Velório
Velório
Havia um número exagerado de mulheres idosas, o que mostrava que os homens da família foram morrendo e deixaram viúvas. Nada havia de diferente entre a defunta maquiada dentro do caixão e as que ainda respiravam em circunlóquios pelo velório. Todas tinham histórias comuns envolvendo “a de partida” de alguma maneira. Uma trajetória solitária, algumas vezes alegre e outras tantas triste, mas uma solidão solidária, sempre pronta a atender a um chamado ou a se afeiçoar a alguém a quem não devera, de acordo com os critérios dos austeros juízes familiares. Aquelas figuras envelhecidas no entorno da essa, enquanto o som da ladainha num coro mais que imperfeito feria os ouvidos dos que não tinham fé. Todo possível sofrimento era contido e controlado, exceto aquele que tal qual Zeca Camisola já tinha a cabeça desmiolada pelo AVC e que não tinha motivos para parecer fino, sem exagerar nos dramas da vida.

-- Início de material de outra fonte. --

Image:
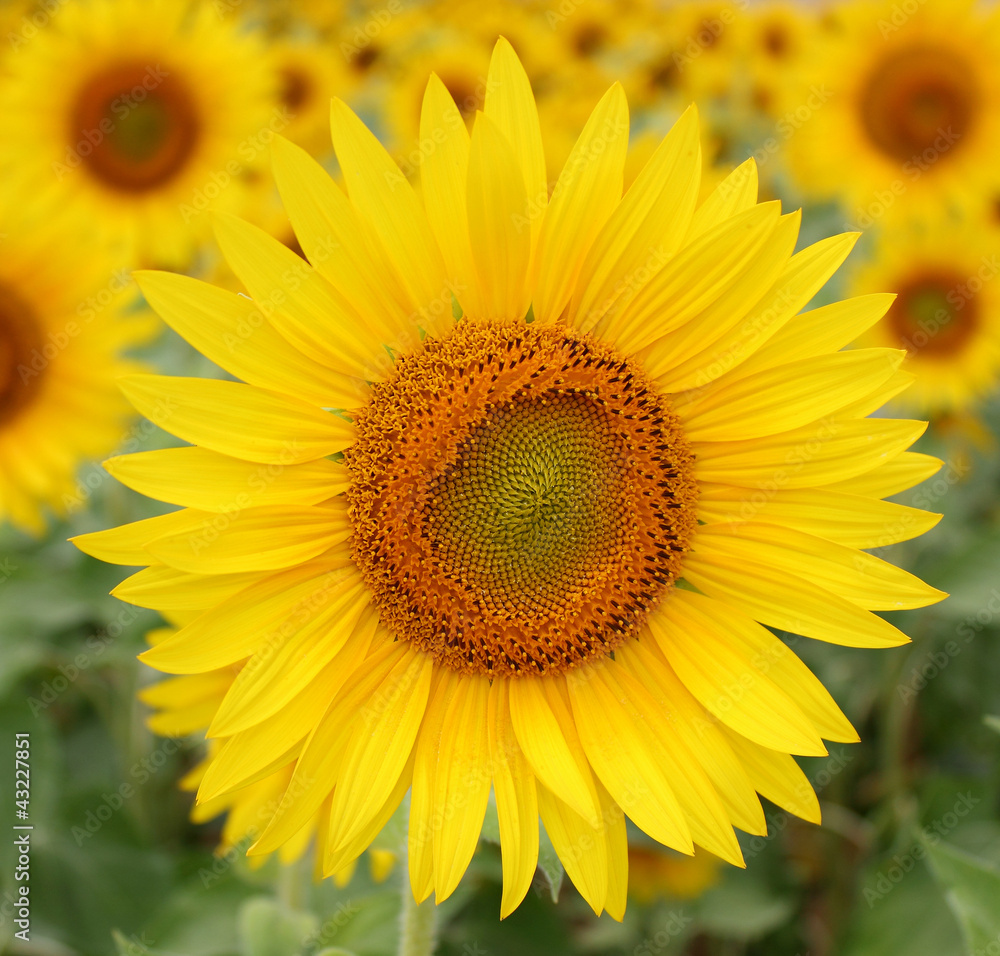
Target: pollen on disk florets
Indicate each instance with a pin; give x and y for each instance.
(20, 347)
(521, 497)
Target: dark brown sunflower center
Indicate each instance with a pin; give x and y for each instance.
(919, 99)
(935, 314)
(590, 39)
(776, 41)
(21, 358)
(296, 88)
(134, 126)
(521, 498)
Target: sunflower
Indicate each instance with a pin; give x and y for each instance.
(910, 99)
(185, 705)
(61, 342)
(691, 52)
(947, 311)
(310, 73)
(125, 120)
(655, 873)
(527, 548)
(774, 37)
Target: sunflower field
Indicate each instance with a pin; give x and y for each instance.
(485, 478)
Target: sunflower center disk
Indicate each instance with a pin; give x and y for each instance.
(919, 99)
(520, 499)
(135, 127)
(930, 318)
(20, 354)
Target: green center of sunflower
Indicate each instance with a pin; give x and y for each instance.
(520, 498)
(20, 354)
(920, 98)
(934, 315)
(134, 127)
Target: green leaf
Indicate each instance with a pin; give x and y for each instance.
(971, 582)
(549, 864)
(972, 889)
(744, 908)
(891, 917)
(267, 928)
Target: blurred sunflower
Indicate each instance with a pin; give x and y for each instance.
(774, 37)
(61, 344)
(911, 100)
(311, 72)
(126, 119)
(461, 65)
(946, 314)
(693, 51)
(655, 874)
(424, 536)
(186, 705)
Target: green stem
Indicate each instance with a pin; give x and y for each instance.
(292, 883)
(417, 922)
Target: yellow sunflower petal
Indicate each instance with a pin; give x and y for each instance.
(319, 764)
(806, 273)
(735, 194)
(496, 198)
(252, 753)
(778, 777)
(586, 193)
(891, 477)
(856, 521)
(730, 308)
(786, 397)
(859, 577)
(625, 753)
(329, 230)
(709, 662)
(127, 544)
(698, 276)
(790, 602)
(294, 654)
(297, 301)
(234, 332)
(443, 177)
(381, 747)
(387, 202)
(237, 627)
(819, 331)
(752, 661)
(580, 846)
(698, 731)
(198, 478)
(645, 229)
(462, 782)
(510, 104)
(247, 541)
(540, 733)
(167, 589)
(238, 420)
(517, 801)
(819, 454)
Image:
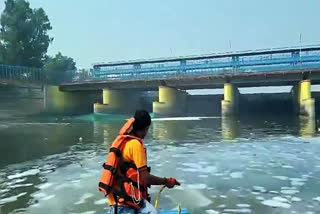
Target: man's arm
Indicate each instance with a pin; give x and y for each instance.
(151, 179)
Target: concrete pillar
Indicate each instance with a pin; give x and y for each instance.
(172, 102)
(67, 103)
(304, 104)
(307, 126)
(230, 103)
(118, 102)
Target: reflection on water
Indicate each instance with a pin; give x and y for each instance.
(307, 126)
(54, 166)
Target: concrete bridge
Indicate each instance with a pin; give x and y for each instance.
(121, 85)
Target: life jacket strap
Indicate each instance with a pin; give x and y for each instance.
(116, 151)
(110, 168)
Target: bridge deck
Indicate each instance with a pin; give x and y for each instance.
(253, 79)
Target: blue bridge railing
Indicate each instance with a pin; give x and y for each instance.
(264, 61)
(21, 73)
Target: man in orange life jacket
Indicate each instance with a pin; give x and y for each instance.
(126, 177)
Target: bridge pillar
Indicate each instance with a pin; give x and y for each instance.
(67, 103)
(304, 104)
(118, 102)
(230, 103)
(172, 102)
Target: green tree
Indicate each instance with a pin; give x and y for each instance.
(60, 68)
(24, 38)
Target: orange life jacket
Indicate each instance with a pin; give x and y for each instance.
(120, 178)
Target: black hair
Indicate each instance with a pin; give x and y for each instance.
(142, 120)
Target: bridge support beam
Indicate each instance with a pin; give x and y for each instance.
(304, 104)
(230, 103)
(172, 102)
(67, 103)
(118, 102)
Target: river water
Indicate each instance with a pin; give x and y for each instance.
(240, 165)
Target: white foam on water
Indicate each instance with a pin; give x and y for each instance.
(39, 195)
(237, 210)
(61, 186)
(289, 191)
(197, 186)
(287, 166)
(260, 198)
(259, 188)
(20, 185)
(24, 174)
(296, 199)
(48, 197)
(20, 180)
(12, 198)
(212, 212)
(272, 203)
(297, 183)
(316, 199)
(236, 175)
(182, 118)
(256, 193)
(243, 205)
(280, 199)
(83, 198)
(283, 178)
(189, 170)
(101, 202)
(274, 192)
(45, 186)
(89, 212)
(208, 169)
(4, 190)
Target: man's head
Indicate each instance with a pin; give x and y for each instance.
(141, 123)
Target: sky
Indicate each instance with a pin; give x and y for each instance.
(93, 31)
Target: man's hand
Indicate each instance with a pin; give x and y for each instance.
(171, 182)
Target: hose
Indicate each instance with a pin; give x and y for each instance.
(158, 197)
(156, 202)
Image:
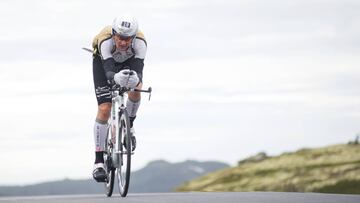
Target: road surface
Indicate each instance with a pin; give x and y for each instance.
(195, 197)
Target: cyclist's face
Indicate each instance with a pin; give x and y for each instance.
(122, 43)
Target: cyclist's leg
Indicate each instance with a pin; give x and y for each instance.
(133, 104)
(103, 95)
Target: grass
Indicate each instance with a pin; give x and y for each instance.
(333, 169)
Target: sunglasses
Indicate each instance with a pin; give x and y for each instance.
(125, 38)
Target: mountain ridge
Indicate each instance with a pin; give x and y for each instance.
(147, 179)
(331, 169)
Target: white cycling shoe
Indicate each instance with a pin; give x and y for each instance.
(99, 172)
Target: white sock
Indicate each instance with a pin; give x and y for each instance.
(100, 132)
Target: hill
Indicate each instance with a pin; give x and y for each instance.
(157, 176)
(332, 169)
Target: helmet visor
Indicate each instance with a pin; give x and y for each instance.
(122, 37)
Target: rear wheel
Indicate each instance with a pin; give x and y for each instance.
(123, 171)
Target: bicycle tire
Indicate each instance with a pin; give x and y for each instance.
(123, 172)
(109, 184)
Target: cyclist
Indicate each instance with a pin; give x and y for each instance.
(119, 52)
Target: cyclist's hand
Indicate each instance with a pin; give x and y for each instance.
(127, 78)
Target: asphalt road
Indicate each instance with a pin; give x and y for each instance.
(197, 197)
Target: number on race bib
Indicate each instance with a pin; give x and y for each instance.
(125, 24)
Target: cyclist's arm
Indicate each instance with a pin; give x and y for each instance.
(107, 59)
(137, 63)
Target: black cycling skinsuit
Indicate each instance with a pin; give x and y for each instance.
(107, 61)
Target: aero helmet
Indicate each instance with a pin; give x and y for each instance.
(126, 26)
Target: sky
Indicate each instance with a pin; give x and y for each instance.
(230, 78)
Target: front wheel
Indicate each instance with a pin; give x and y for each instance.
(123, 171)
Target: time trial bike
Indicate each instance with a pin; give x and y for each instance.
(118, 143)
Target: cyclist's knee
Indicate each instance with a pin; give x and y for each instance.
(135, 96)
(104, 111)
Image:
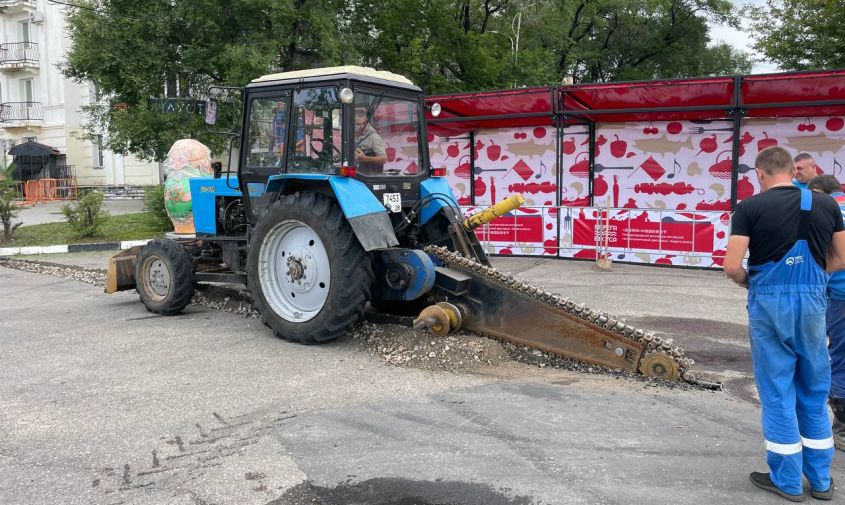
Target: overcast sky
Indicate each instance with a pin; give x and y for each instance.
(740, 39)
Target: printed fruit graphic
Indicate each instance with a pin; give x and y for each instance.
(674, 127)
(707, 145)
(618, 147)
(493, 151)
(766, 142)
(835, 124)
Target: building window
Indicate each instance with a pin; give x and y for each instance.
(97, 151)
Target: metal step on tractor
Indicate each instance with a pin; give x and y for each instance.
(334, 207)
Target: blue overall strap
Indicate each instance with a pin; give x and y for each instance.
(804, 220)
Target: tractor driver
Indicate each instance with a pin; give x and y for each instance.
(369, 146)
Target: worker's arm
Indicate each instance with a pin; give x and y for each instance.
(836, 254)
(737, 247)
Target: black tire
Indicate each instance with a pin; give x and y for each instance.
(349, 276)
(164, 277)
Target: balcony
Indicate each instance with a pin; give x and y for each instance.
(16, 6)
(20, 114)
(15, 56)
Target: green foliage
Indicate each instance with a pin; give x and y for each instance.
(800, 34)
(8, 211)
(87, 218)
(120, 227)
(135, 51)
(154, 206)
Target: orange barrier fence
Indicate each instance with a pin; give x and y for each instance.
(47, 190)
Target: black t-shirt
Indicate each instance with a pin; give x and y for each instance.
(770, 220)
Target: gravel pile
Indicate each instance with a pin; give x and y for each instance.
(396, 345)
(400, 345)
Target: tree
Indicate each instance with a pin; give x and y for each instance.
(133, 51)
(800, 34)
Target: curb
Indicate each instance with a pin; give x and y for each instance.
(70, 248)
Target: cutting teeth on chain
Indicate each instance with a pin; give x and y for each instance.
(611, 322)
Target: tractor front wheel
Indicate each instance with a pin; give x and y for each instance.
(164, 277)
(307, 272)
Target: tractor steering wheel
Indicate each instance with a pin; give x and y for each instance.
(321, 152)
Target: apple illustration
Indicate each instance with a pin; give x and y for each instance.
(493, 151)
(674, 127)
(708, 145)
(618, 147)
(569, 146)
(835, 124)
(766, 142)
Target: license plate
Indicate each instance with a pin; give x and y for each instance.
(393, 202)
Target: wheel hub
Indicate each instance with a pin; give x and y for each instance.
(295, 271)
(159, 277)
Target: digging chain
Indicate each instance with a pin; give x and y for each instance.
(654, 345)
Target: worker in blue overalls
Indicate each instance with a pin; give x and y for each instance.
(835, 321)
(789, 233)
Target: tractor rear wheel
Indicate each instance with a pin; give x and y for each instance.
(164, 277)
(306, 270)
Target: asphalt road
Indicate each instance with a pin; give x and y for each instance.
(102, 402)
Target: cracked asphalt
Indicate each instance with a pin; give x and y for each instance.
(102, 402)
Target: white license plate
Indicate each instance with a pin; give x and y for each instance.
(393, 202)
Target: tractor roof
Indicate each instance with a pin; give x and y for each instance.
(343, 72)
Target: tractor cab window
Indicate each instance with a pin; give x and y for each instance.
(268, 127)
(315, 140)
(386, 136)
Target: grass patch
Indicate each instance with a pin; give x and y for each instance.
(124, 227)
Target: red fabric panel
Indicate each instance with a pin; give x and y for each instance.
(793, 87)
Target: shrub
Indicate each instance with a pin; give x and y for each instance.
(87, 217)
(154, 206)
(8, 210)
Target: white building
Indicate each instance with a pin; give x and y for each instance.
(37, 102)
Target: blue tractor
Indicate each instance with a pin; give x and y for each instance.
(335, 209)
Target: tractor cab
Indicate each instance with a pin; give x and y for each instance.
(347, 121)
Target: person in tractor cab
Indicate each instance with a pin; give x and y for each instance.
(835, 321)
(805, 170)
(792, 235)
(369, 146)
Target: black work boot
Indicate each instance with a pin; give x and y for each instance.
(837, 405)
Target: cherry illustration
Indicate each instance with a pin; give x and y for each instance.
(493, 151)
(708, 145)
(569, 146)
(618, 147)
(835, 124)
(766, 142)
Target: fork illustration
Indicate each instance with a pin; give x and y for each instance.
(699, 129)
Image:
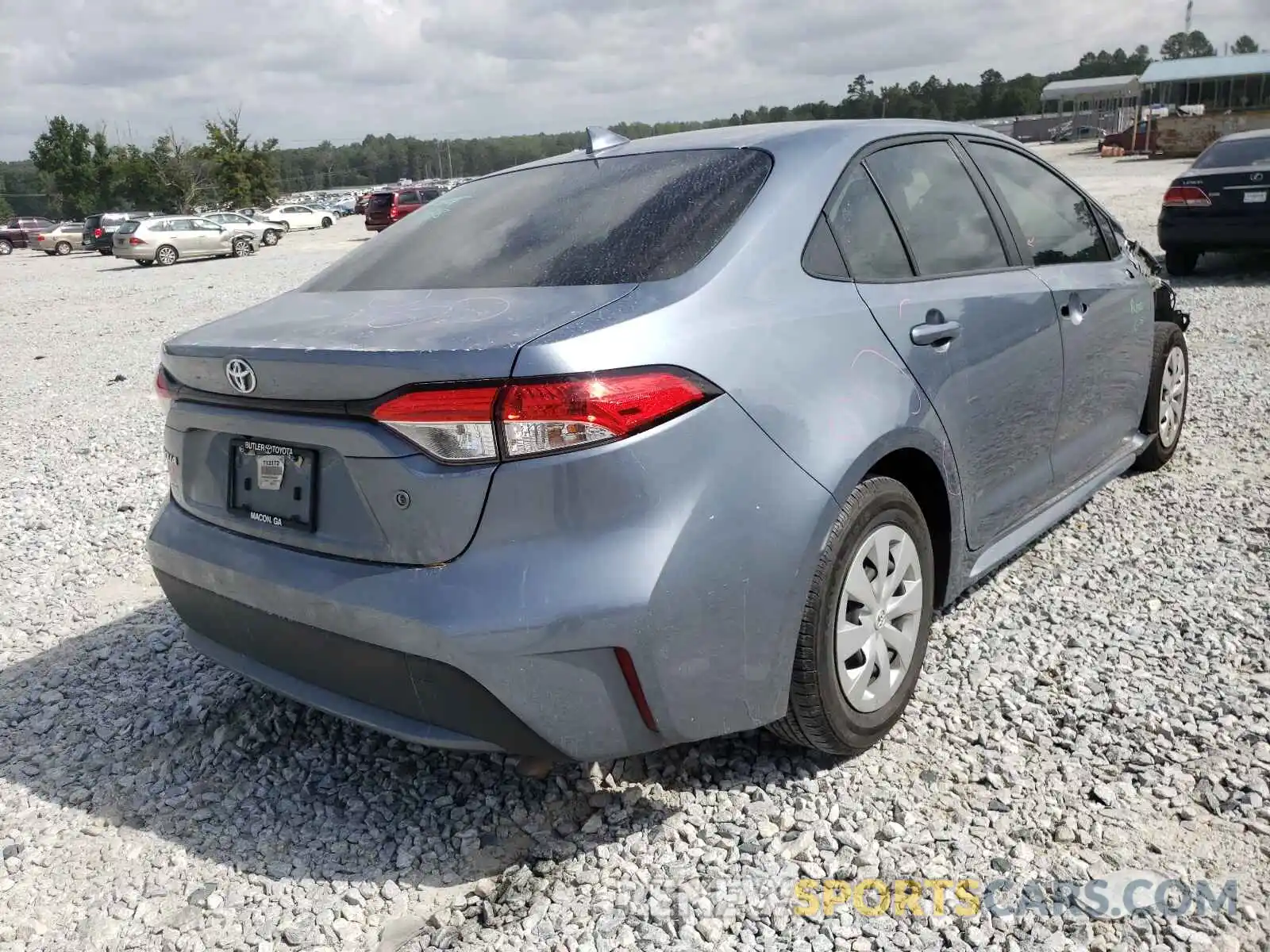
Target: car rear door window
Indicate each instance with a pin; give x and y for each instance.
(939, 209)
(1056, 225)
(616, 220)
(865, 232)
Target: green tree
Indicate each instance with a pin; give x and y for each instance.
(64, 154)
(1187, 46)
(243, 171)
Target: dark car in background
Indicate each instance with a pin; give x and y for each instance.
(99, 228)
(17, 232)
(385, 207)
(1219, 203)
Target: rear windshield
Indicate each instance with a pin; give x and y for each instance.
(1235, 154)
(592, 221)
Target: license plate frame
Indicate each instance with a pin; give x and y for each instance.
(290, 497)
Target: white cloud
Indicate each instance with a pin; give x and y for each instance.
(306, 70)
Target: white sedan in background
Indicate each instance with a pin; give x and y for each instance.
(298, 216)
(266, 232)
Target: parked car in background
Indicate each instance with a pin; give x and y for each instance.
(387, 207)
(1219, 203)
(267, 234)
(168, 239)
(516, 520)
(99, 228)
(18, 230)
(59, 240)
(1133, 139)
(298, 216)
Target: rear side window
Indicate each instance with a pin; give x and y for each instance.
(592, 221)
(1235, 152)
(939, 209)
(865, 232)
(1057, 225)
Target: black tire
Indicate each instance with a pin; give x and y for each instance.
(819, 715)
(1168, 338)
(1181, 262)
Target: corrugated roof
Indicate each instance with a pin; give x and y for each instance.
(1080, 88)
(1202, 67)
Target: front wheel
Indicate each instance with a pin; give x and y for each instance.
(865, 624)
(1166, 400)
(1181, 262)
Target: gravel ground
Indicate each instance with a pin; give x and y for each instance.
(1099, 704)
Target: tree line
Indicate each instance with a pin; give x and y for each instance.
(74, 171)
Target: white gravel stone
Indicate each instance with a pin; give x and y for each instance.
(1096, 704)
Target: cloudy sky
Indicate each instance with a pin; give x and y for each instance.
(308, 70)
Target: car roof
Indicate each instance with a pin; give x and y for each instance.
(810, 137)
(1242, 136)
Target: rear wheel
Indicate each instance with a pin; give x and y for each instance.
(1181, 262)
(865, 625)
(1166, 400)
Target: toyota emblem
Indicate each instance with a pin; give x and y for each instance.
(241, 374)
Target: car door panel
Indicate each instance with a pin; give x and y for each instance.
(995, 386)
(1106, 306)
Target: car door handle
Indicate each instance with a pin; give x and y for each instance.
(935, 333)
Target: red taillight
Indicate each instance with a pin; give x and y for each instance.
(1187, 197)
(163, 389)
(539, 416)
(455, 425)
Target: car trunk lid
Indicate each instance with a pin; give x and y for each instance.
(360, 344)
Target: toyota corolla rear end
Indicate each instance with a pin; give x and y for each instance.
(374, 513)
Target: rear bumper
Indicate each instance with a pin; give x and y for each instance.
(1213, 232)
(657, 545)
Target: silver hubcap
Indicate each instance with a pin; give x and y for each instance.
(878, 619)
(1172, 397)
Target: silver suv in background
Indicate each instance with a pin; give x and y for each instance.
(267, 234)
(169, 239)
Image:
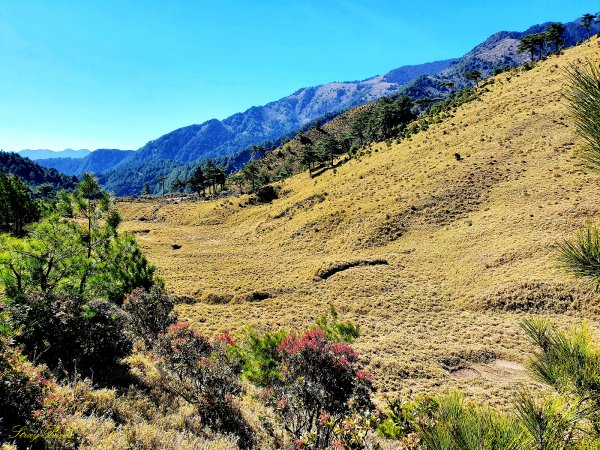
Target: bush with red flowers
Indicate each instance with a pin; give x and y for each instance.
(321, 385)
(205, 374)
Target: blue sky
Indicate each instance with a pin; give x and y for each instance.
(104, 73)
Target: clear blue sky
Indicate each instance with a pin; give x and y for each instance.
(108, 73)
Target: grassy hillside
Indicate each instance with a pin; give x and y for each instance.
(470, 244)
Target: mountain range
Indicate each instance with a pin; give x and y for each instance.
(34, 155)
(126, 173)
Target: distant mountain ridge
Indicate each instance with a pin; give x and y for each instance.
(97, 161)
(34, 155)
(33, 173)
(259, 124)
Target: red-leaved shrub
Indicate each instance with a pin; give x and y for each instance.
(321, 385)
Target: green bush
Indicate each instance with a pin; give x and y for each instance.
(581, 256)
(23, 388)
(206, 375)
(150, 312)
(73, 336)
(584, 101)
(260, 357)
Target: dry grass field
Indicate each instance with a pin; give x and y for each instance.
(470, 244)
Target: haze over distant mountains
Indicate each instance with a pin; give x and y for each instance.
(126, 173)
(34, 155)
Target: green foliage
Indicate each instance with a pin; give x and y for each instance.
(567, 363)
(403, 419)
(32, 173)
(460, 425)
(473, 75)
(56, 257)
(338, 331)
(206, 375)
(145, 189)
(584, 102)
(251, 173)
(72, 335)
(260, 357)
(581, 256)
(555, 35)
(17, 208)
(23, 388)
(586, 22)
(321, 386)
(150, 312)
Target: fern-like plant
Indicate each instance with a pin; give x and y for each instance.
(581, 256)
(584, 102)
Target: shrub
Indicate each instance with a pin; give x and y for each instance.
(584, 100)
(72, 336)
(206, 375)
(151, 312)
(321, 385)
(403, 420)
(23, 388)
(582, 256)
(261, 357)
(459, 425)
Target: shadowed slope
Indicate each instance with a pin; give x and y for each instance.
(470, 243)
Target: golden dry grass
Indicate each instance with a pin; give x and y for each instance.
(470, 244)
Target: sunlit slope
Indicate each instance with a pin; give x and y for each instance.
(470, 243)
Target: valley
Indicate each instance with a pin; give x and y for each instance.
(470, 243)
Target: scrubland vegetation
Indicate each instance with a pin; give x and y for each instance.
(426, 294)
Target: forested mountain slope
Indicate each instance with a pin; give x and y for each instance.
(97, 161)
(32, 173)
(257, 125)
(449, 253)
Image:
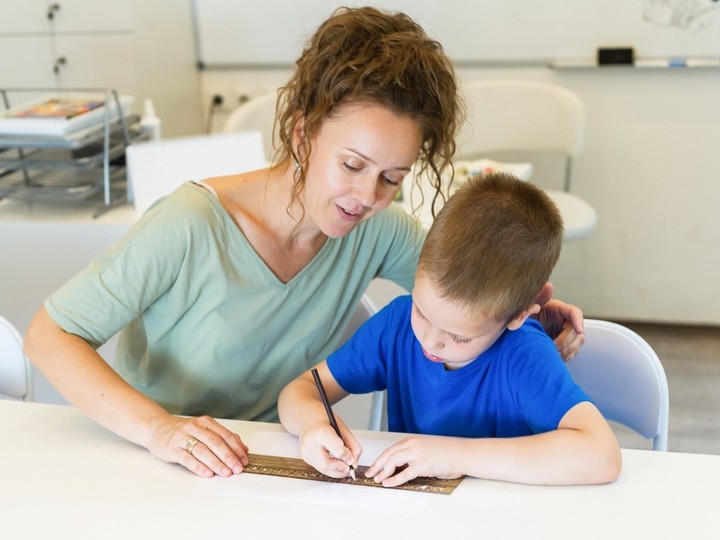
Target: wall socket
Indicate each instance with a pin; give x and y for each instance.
(232, 96)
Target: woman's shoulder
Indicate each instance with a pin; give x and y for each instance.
(191, 202)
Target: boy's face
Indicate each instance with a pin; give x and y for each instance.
(447, 332)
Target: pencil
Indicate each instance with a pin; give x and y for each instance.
(328, 410)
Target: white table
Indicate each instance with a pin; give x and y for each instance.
(63, 476)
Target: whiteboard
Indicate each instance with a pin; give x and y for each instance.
(272, 32)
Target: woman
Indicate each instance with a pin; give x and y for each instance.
(228, 289)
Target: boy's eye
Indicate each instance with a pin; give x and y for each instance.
(391, 182)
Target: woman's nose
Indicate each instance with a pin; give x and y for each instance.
(365, 192)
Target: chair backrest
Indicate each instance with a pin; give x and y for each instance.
(518, 115)
(156, 168)
(624, 377)
(354, 406)
(15, 373)
(257, 113)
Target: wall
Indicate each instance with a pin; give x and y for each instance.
(649, 169)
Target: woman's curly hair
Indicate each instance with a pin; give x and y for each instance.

Lembrava seus passos rápidos de 60 anos passados, equilibrando-se num salto exageradamente alto, com sapatos de tranças de couro envolvendo as pernas até quase os joelhos, como ditava a última moda do penúltimo lugar antes de chegar ao purgatório. Contemplo sua face decorada; ela que jamais gostou de pinturas quando viva, estava ali inerme tendo de aceitar a decoração feita por quem não de direito, apenas para que causasse ciúmes àquelas figuras femininas fantasmagóricas, que lhe serviriam de cortejo até o descanso junto da mãe, que a esperava ansiosamente, há meio século.